David Finn, executive vice president at security consulting firm CynergisTek and a former healthcare CIO, says any vulnerability that allows an unauthorized user access to an implantable device, home monitor or programmer is "very serious," particularly given these particular Medtronic problems are associated with defibrillators.
"Defibrillation is a treatment used for life-threatening cardiac dysrhythmias. If I needed one of these devices, I'd be very concerned," he says. However, "we understand there is a vulnerability and it is clear the consequence is very high, but what really is the threat? You'd also have to someone who understood enough about the devices to be able to 'program' them to do harm with them in close proximity," he notes.
As for the lack of encryption used in the transmission of data, that too, is a common weakness in medical devices today, Finn notes.
"Authentication and encryption are really two key foundational elements to security. We will see more of the new medical devices include encryption," he says.
"I'd agree with the FDA that there is no need to replace the implantable defibrillator - that is another set of risks. But simply stated, these kinds of devices should not have this kind of vulnerability. Security and privacy should be built in, by design, into medical devices," he says.
These alerts are the latest warnings issued by regulators and Medtronic related to cybersecurity vulnerabilities identified in some of the company's cardiac products.
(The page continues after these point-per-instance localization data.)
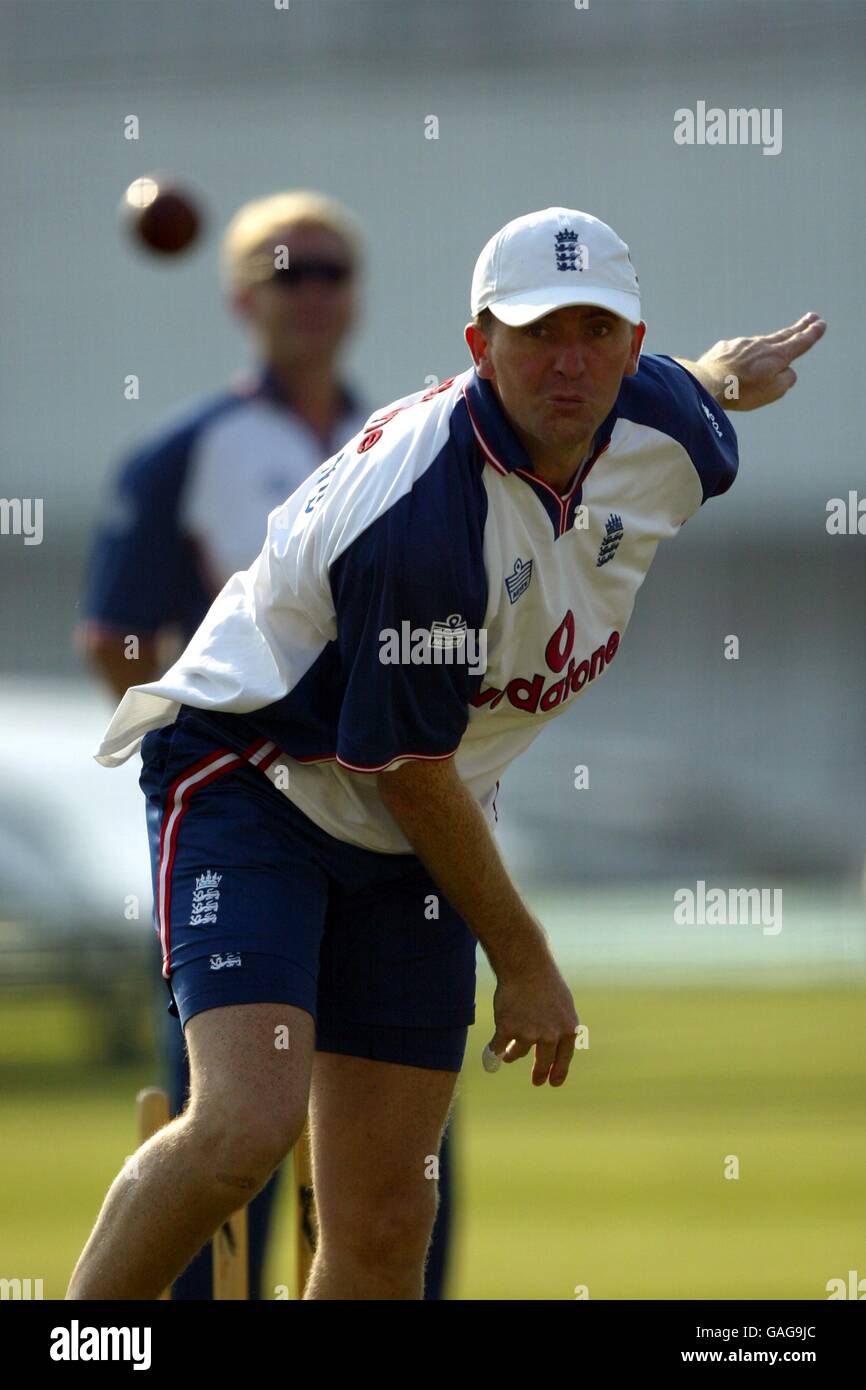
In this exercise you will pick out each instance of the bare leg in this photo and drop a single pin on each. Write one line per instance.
(248, 1104)
(376, 1133)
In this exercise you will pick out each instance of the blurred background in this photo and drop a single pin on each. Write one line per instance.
(741, 773)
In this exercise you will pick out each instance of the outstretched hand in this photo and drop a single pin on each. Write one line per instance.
(761, 366)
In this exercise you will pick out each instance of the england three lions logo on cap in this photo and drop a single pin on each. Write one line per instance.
(517, 581)
(569, 255)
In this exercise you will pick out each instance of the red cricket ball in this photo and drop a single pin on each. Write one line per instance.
(160, 216)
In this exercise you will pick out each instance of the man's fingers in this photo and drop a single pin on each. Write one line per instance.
(781, 334)
(563, 1059)
(516, 1048)
(545, 1055)
(799, 342)
(797, 338)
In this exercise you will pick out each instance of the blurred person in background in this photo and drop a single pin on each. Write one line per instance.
(189, 508)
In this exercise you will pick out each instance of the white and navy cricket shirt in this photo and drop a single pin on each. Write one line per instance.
(426, 534)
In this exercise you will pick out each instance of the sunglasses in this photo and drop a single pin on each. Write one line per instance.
(303, 271)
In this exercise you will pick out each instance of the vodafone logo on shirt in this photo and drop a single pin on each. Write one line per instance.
(535, 694)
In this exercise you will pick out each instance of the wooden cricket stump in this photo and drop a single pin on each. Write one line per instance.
(306, 1232)
(230, 1253)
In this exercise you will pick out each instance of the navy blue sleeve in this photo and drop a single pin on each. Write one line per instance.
(410, 588)
(701, 426)
(143, 573)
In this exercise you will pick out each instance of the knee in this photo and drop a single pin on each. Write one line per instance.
(389, 1228)
(245, 1140)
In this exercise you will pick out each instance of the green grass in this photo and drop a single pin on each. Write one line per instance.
(615, 1182)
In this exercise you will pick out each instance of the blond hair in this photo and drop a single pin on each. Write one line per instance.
(255, 228)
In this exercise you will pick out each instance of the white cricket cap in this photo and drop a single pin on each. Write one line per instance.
(551, 259)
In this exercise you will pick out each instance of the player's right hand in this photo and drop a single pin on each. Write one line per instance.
(534, 1008)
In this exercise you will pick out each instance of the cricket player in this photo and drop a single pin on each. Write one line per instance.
(191, 503)
(321, 763)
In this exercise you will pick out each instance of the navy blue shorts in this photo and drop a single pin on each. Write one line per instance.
(253, 902)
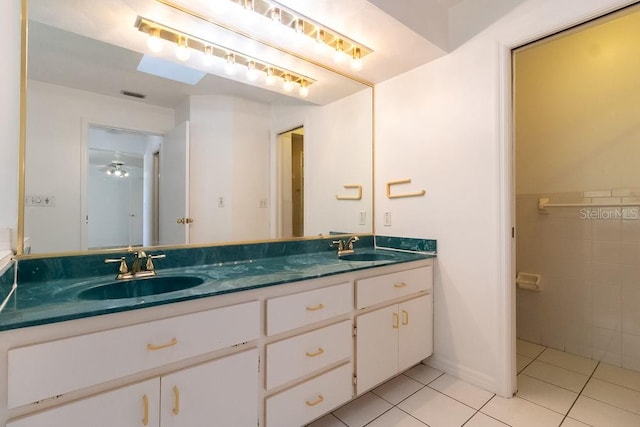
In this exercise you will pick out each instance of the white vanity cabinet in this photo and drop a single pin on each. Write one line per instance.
(394, 337)
(277, 356)
(224, 390)
(132, 406)
(313, 352)
(49, 369)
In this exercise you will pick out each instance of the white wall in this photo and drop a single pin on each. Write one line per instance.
(445, 126)
(9, 114)
(57, 117)
(229, 153)
(337, 151)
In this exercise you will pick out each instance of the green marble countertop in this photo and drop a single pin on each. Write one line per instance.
(56, 300)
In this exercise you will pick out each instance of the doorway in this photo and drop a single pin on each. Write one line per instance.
(290, 149)
(118, 188)
(577, 188)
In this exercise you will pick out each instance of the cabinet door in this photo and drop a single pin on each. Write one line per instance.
(132, 406)
(376, 347)
(223, 392)
(416, 331)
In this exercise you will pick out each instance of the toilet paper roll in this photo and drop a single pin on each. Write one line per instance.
(529, 281)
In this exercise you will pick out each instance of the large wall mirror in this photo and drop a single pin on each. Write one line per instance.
(125, 147)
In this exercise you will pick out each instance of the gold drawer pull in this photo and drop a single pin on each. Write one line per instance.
(320, 399)
(145, 403)
(405, 317)
(315, 307)
(171, 343)
(317, 353)
(176, 400)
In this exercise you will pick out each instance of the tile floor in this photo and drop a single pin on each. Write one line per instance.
(554, 388)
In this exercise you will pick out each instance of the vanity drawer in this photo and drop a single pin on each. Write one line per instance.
(300, 355)
(49, 369)
(300, 404)
(293, 311)
(374, 290)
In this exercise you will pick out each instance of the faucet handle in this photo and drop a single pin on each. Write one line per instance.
(150, 258)
(340, 244)
(123, 268)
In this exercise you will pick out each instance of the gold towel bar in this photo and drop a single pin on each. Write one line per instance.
(358, 196)
(402, 181)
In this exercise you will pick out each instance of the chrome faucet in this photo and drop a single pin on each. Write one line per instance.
(137, 269)
(345, 247)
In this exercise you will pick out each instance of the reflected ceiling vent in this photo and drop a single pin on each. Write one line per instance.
(133, 94)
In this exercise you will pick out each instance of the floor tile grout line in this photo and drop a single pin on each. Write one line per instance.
(459, 401)
(580, 394)
(547, 382)
(616, 384)
(487, 415)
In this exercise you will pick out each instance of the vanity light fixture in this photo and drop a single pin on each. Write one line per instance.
(233, 60)
(182, 50)
(344, 46)
(304, 90)
(230, 66)
(287, 86)
(219, 7)
(116, 169)
(270, 78)
(252, 73)
(154, 42)
(208, 56)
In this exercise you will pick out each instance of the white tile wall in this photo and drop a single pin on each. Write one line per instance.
(589, 303)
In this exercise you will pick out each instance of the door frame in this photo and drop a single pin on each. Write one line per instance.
(84, 159)
(506, 367)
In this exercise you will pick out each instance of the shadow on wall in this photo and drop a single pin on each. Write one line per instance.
(447, 23)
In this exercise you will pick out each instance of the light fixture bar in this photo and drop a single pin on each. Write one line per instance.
(209, 48)
(309, 27)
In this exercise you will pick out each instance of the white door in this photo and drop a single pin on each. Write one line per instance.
(416, 331)
(174, 187)
(376, 347)
(132, 406)
(223, 392)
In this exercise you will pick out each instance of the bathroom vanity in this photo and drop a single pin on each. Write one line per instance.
(279, 353)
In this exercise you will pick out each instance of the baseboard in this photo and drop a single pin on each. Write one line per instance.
(480, 379)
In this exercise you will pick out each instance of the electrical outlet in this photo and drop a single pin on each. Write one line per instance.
(40, 201)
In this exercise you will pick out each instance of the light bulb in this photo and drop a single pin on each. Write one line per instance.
(276, 15)
(340, 56)
(230, 66)
(154, 42)
(270, 80)
(304, 89)
(252, 73)
(356, 63)
(320, 45)
(219, 7)
(182, 50)
(208, 56)
(287, 86)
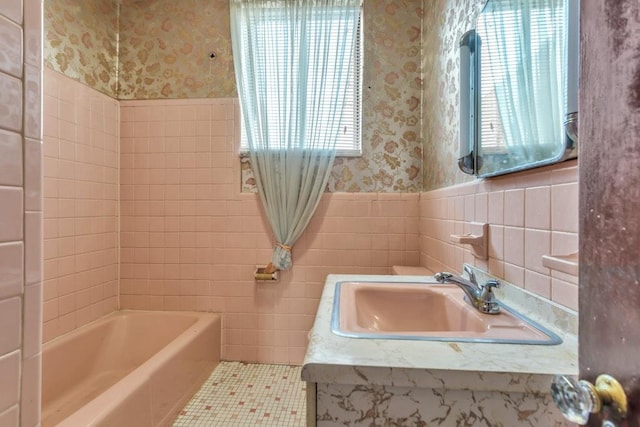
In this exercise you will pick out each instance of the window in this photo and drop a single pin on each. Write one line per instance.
(349, 139)
(519, 63)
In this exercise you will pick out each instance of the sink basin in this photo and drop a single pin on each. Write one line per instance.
(424, 311)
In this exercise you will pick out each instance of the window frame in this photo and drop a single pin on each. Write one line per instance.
(356, 148)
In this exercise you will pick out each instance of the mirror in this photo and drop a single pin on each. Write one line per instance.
(519, 80)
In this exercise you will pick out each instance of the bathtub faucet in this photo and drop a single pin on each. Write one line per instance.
(479, 296)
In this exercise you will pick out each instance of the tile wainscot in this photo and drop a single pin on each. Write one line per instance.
(366, 382)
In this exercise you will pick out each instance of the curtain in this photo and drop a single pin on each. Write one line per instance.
(526, 47)
(291, 61)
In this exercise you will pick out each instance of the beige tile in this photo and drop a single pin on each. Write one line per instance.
(10, 103)
(12, 9)
(538, 208)
(32, 331)
(496, 208)
(33, 175)
(481, 207)
(33, 102)
(11, 320)
(537, 243)
(514, 208)
(11, 42)
(10, 417)
(537, 283)
(10, 374)
(33, 247)
(33, 32)
(564, 207)
(11, 213)
(564, 293)
(10, 158)
(514, 246)
(30, 390)
(11, 271)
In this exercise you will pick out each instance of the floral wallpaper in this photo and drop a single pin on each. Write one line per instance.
(164, 53)
(165, 48)
(80, 41)
(445, 21)
(391, 101)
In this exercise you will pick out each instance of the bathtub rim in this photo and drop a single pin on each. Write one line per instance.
(111, 398)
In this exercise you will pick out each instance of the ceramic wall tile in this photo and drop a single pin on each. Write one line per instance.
(11, 318)
(11, 269)
(10, 103)
(11, 214)
(11, 41)
(12, 9)
(10, 385)
(80, 205)
(526, 230)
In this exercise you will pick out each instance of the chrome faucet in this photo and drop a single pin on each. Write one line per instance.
(479, 296)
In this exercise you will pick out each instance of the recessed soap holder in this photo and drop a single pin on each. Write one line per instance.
(478, 239)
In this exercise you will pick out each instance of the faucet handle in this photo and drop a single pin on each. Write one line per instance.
(471, 274)
(492, 283)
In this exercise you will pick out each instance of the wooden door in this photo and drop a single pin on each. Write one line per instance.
(609, 163)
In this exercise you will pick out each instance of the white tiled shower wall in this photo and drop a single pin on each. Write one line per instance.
(20, 211)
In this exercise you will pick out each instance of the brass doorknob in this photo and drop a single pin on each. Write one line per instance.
(578, 399)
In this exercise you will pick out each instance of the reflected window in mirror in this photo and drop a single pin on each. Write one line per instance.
(525, 63)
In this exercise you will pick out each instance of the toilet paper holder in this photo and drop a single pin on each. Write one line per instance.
(261, 275)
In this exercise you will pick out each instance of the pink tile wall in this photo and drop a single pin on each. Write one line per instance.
(20, 211)
(530, 214)
(80, 204)
(190, 240)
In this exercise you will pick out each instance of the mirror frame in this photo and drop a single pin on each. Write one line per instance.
(469, 159)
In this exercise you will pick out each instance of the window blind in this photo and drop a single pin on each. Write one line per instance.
(543, 23)
(349, 138)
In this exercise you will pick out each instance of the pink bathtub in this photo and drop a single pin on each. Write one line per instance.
(131, 368)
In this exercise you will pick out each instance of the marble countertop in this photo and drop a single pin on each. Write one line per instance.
(431, 364)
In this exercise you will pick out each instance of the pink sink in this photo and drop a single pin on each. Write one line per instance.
(426, 312)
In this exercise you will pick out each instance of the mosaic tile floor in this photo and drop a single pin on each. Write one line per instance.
(242, 394)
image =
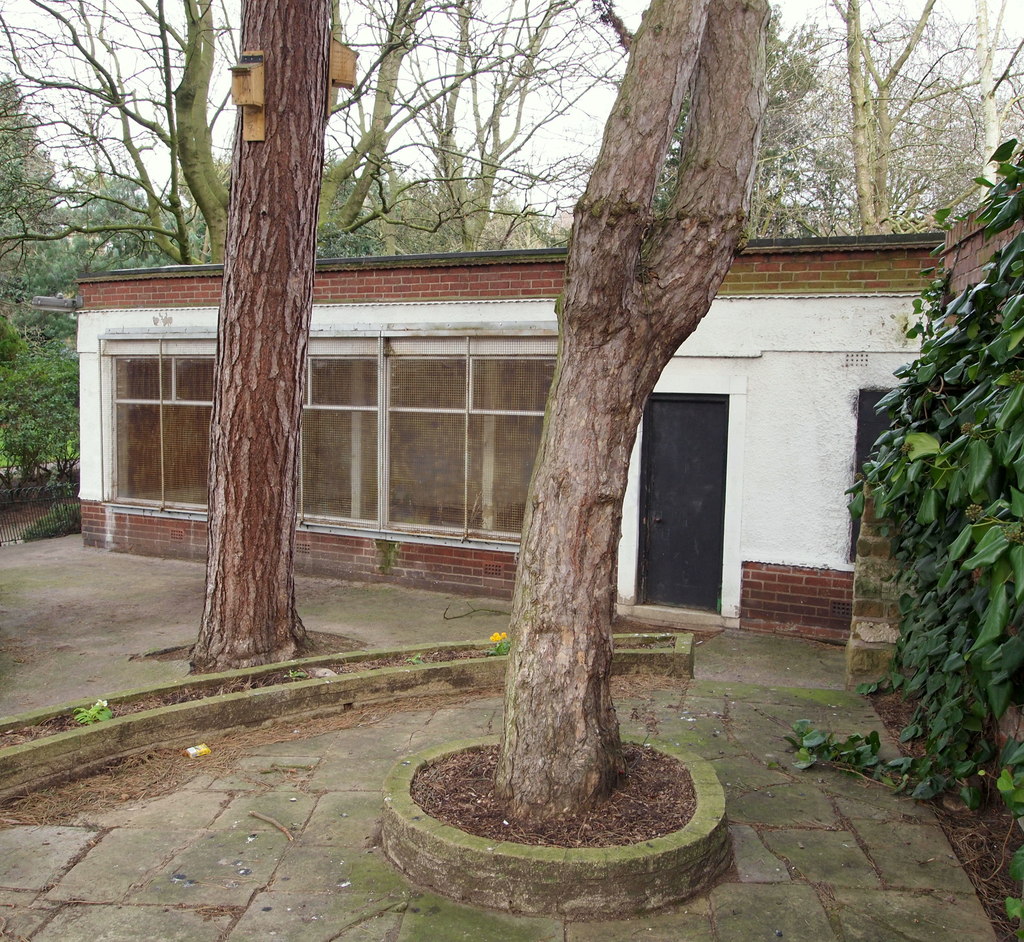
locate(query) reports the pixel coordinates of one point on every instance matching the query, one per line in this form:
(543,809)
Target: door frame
(647,471)
(679,379)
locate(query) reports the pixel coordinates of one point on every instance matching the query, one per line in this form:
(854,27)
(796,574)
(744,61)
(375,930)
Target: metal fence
(38,512)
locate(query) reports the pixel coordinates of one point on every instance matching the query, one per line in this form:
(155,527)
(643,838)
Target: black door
(869,426)
(683,500)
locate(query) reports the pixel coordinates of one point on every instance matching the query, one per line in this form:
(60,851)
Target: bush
(59,520)
(39,413)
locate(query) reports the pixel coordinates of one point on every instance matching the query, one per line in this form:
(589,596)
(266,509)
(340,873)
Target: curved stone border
(77,753)
(577,883)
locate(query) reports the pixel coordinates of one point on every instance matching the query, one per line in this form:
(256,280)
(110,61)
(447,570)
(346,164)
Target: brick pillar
(875,624)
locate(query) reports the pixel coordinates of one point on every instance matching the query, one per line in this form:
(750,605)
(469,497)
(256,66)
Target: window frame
(471,346)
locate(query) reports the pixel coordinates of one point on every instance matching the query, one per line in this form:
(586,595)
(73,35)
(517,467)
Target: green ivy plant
(97,713)
(949,475)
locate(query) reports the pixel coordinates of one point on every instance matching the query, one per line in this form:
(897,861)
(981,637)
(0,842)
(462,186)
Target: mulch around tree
(655,799)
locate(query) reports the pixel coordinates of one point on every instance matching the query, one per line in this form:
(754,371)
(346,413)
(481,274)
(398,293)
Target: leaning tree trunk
(637,285)
(266,302)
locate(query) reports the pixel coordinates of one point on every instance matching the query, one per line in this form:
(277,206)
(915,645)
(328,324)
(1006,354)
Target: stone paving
(819,856)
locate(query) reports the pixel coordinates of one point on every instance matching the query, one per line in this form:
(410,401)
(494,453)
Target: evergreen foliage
(949,474)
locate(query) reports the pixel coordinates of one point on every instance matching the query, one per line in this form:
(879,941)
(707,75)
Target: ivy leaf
(958,547)
(979,466)
(1017,561)
(991,547)
(921,443)
(993,625)
(1004,152)
(929,510)
(1012,408)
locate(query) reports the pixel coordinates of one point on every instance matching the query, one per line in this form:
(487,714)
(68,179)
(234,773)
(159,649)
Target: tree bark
(266,301)
(637,285)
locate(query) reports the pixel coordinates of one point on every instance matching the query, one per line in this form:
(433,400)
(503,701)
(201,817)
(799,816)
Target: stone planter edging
(579,883)
(77,753)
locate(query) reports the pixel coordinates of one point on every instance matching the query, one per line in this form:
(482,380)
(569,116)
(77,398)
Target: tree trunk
(249,615)
(637,285)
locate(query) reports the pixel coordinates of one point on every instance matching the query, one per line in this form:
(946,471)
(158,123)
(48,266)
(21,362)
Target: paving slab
(767,912)
(360,876)
(301,917)
(346,818)
(823,856)
(912,856)
(221,868)
(123,859)
(33,858)
(782,806)
(431,918)
(291,809)
(129,924)
(859,863)
(691,925)
(23,913)
(278,770)
(179,810)
(754,862)
(873,915)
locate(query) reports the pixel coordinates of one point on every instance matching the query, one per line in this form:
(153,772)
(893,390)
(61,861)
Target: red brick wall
(766,269)
(445,568)
(967,251)
(795,600)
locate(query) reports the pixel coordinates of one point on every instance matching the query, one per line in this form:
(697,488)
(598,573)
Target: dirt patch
(655,799)
(159,772)
(984,841)
(67,721)
(316,643)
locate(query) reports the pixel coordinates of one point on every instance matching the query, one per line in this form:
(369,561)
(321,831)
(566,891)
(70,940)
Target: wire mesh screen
(463,436)
(162,427)
(339,439)
(454,431)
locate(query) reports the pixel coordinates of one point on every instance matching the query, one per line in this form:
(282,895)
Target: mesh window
(502,450)
(186,453)
(137,429)
(339,464)
(427,461)
(194,379)
(339,439)
(138,378)
(433,383)
(511,385)
(343,382)
(163,447)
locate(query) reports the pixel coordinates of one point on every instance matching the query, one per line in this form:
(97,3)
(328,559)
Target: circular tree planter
(572,882)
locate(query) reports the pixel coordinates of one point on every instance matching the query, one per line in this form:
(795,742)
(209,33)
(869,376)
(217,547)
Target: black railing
(38,512)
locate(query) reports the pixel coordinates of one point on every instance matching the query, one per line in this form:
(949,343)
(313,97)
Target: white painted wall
(785,365)
(791,366)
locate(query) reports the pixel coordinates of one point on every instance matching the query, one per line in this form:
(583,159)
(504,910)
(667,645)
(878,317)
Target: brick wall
(855,265)
(444,568)
(795,600)
(967,251)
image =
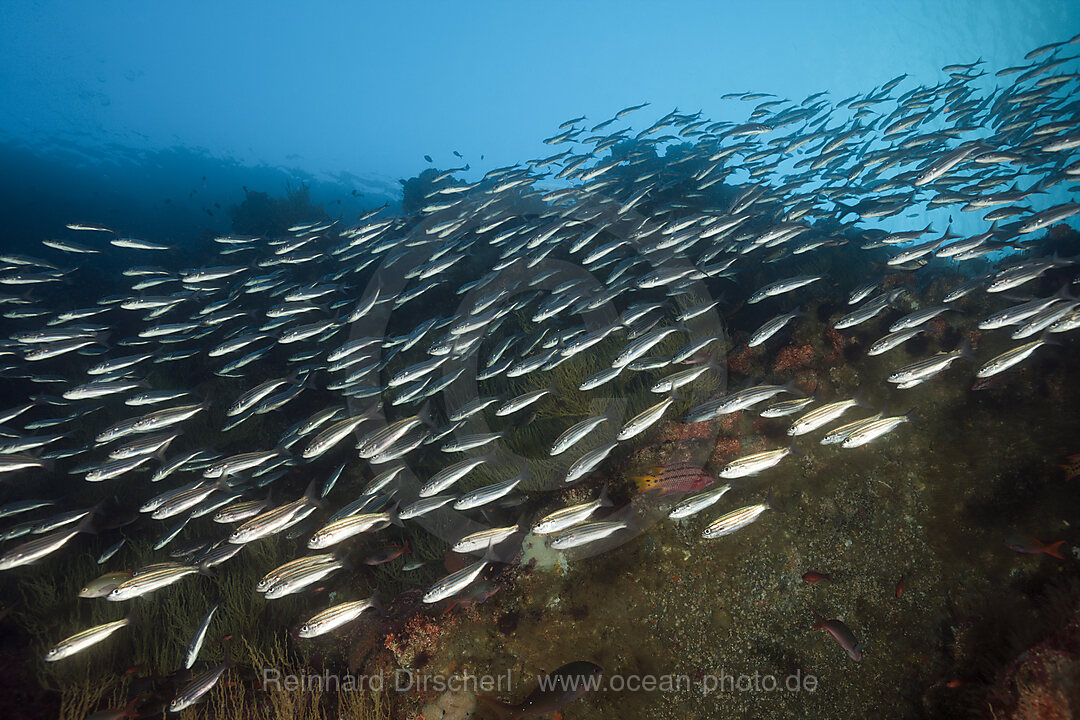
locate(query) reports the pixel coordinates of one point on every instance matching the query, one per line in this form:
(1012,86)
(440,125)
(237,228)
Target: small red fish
(815,576)
(842,635)
(1072,466)
(677,477)
(1030,545)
For instance, last October, the FDA announced a voluntary recall by Medtronic of certain internet-connected programmers for implantable cardiac devices because of cybersecurity vulnerabilities that could also potentially be exploited to allow an unauthorized user to alter the programmer's functionality (see Medtronic Cardiac Devices Recalled Due to Cyber Concerns).
Also, last December, Medtronic and DHS issued alerts about the lack of encryption on certain cardiac programming devices that also could potentially allow inappropriate access to patient information contained on the programmer (see Alerts: Some Cardiac Programmers Put PHI at Risk).
A Medtronic spokesman tells ISMG that the 2018 recall and product alert involving those cyber vulnerabilities are unrelated to the latest warnings.
"These are different vulnerabilities that impact certain implantable cardioverter defibrillators and implantable cardiac resynchronization therapy/defibrillator devices, programmers and home monitors," he says.